Some things you don’t learn in school. It was a Sunday afternoon. The snow was falling. And falling. I was supposed to go back to school. I had come home for the weekend to see my mother. I was still naive enough to think I could drive in any weather. I packed up my things. My books. My clothes. And the snow kept falling.
Everything said it was not fit for driving. All one had to do was look out the garden window of my mother’s apartment. The snow kept rising. Shortening the view until it was simply white. Still not sure of the severity, still clinging to my indestructible naivety.

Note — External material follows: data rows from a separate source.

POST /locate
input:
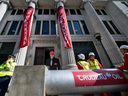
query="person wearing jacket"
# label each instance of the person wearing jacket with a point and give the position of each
(83, 65)
(6, 72)
(94, 64)
(124, 51)
(52, 62)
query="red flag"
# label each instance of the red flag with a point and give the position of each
(64, 28)
(24, 40)
(99, 78)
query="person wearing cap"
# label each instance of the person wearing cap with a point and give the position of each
(6, 72)
(124, 51)
(82, 64)
(52, 62)
(93, 63)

I turned on the television to see if there was news that supported my theory that I could make the drive. Nothing. They didn’t even bother to send the reporters out into the snow, they simply scrolled on the bottom of the screen that everything was closed. And still… It’s hard to let go of an idea in your head. This idea that I had to prove something. Be something. Be more. Become worthy, I suppose. And I didn’t want to be told otherwise.

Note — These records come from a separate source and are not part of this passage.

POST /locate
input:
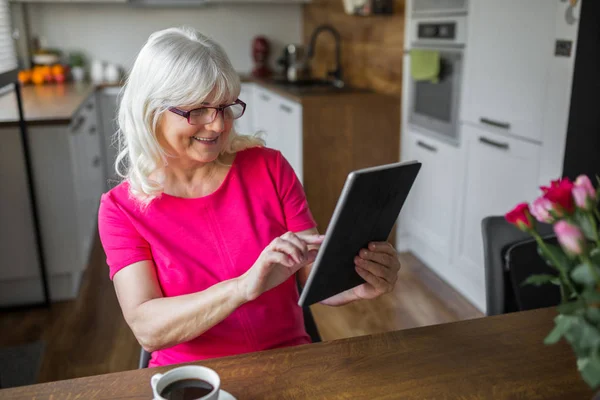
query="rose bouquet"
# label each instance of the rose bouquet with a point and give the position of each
(572, 209)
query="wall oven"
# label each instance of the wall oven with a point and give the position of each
(433, 108)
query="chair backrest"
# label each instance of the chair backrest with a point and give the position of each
(498, 236)
(523, 260)
(144, 358)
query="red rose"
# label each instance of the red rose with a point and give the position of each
(559, 193)
(520, 217)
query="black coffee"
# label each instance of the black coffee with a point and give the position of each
(186, 389)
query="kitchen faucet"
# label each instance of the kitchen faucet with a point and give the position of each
(337, 72)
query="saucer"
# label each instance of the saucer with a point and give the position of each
(223, 395)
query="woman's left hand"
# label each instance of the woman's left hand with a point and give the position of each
(378, 265)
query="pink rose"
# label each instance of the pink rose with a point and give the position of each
(559, 194)
(584, 193)
(570, 238)
(541, 208)
(520, 217)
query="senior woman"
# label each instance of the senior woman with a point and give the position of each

Nobody really likes to be told what to do. I sat in front of the tv, arms folded across my chest, like the snow cared if I didn’t like it. The Sunday afternoon movie began. Camelot. Camelot? The singing was nice. I relaxed a little. I stopped looking out the window. “I wonder what the King is Doing tonight?” They asked in song. Sang “The simple joys of maiden hood.” I relaxed into a pillow and blanket. They kept singing. “The lusty month of may.” And then, “How to Handle a woman.” Aaah, yes. I wondered too. The answer was so simple, “just love her, simply love her.” My heart sighed into a smile. With all my crazy ideas. My wild ideas. My naive ideas…. I still believed in love.
It would not come, this love, not by willing it, watching out closing windows, but taking a deep breath and allowing it to happen. Not forcing it. But with the patience of a snowy Sunday afternoon, it would come. Even in this love, I have to admit my heart and my brain still get a little anxious, perhaps even a little snow blind. “I can do it! Right now. This and this! And why can’t I?” I want to! Right this very minute.” (I suppose I still have those wandering thoughts, needing to prove I’m worthy.) And then he scrolls the words across my heart. “Just relax.” He loves me. Even in all my wild flutters. (I’m still learning.) He loves me with all the calm of Sunday song. And I realize, as I look in the mirror, the song was right, and not just for him, but for me…I must love her — me —simply love her.